Case in point: the Saint Patrick’s Battalion, or Los San Patricos – Irishmen, who were in the United States Army when the Mexican American War was declared back in 1846. Horrified that they would have to fight their fellow Catholics, they deserted and joined the Mexican army. The Irish tend to do such things.
People have long asked me if I was descended from someone in the Saint Patrick’s Battalion. Since the Mexican American War was long before Michael Hogan jumped ship, I would say no. But recently I found out about a book called The Irish Soldiers of Mexico, by a descendant of one of those Irish soldiers. His name is Michael Hogan.

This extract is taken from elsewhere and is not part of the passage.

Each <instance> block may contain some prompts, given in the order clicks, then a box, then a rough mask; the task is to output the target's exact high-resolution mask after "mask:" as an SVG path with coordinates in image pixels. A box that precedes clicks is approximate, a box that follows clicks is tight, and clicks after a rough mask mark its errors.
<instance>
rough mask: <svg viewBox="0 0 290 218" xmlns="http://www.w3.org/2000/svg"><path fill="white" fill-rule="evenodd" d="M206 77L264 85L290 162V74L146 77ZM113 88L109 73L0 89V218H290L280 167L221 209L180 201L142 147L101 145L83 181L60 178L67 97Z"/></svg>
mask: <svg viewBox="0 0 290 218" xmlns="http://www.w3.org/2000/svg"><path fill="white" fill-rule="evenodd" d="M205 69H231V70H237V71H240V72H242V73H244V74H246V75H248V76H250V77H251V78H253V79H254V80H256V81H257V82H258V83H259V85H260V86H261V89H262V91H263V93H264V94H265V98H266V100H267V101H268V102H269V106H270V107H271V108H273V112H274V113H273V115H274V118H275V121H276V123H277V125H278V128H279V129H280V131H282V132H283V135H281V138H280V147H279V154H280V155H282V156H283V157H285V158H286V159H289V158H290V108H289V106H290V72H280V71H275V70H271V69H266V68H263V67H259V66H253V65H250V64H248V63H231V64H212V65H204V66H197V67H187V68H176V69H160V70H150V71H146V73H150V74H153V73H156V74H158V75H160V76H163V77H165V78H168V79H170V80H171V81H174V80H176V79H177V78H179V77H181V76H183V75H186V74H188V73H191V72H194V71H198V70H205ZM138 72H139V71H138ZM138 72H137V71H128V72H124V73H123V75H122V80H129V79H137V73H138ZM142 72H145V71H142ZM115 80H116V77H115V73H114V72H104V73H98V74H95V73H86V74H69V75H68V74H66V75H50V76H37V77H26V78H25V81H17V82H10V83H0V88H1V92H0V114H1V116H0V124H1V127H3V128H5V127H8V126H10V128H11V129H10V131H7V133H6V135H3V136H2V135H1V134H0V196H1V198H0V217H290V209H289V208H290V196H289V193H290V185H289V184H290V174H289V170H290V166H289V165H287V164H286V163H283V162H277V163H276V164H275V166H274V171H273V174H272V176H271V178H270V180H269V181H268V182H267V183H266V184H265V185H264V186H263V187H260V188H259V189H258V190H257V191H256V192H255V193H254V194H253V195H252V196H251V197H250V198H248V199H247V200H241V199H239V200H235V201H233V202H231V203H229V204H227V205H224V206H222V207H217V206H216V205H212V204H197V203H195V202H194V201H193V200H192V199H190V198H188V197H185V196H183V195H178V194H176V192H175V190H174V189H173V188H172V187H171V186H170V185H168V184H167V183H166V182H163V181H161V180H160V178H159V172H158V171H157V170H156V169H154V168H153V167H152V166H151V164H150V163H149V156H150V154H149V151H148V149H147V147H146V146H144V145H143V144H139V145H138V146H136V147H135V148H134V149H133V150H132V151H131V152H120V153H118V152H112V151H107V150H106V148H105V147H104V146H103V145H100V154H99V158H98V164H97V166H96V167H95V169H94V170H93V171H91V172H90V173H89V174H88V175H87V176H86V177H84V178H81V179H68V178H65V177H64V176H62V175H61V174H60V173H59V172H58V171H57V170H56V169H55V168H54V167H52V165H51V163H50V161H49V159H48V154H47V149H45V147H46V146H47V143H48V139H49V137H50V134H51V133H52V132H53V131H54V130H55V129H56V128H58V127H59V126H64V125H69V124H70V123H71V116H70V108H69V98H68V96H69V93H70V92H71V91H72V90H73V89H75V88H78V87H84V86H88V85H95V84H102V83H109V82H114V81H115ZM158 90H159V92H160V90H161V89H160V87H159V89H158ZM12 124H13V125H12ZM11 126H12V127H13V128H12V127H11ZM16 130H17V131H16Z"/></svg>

I contacted him, and asked if his family came from Cork, Ireland – my ancestor was involved in the founding of Cork, New Mexico (later re-named Truth or Consequences). He said, yes, they did.
Unfortunately, trying to find documentation on this won’t be easy. My family never has been great on keeping records. Grandpa Hogan always claimed that the church with his birth certificate burned down.
Of course, this has made me a life-long impurist. I don’t go along with the idea of “Puro Mexicano.” “Mexicans” didn’t exist until the illegal aliens arrived from Spain. The Mexica (Aztecs) were just one of many native tribes. And they were mestizo – “mixed” – add more to the mix, and you become more mestizo, not less.
Who knows where this will lead? Latinos who practice Santeria now use St. Patrick’s Day to honor Damballah, the African god associated with serpents. Could we soon see Quetzalcoatl, the Feathered Serpent, decked out in green?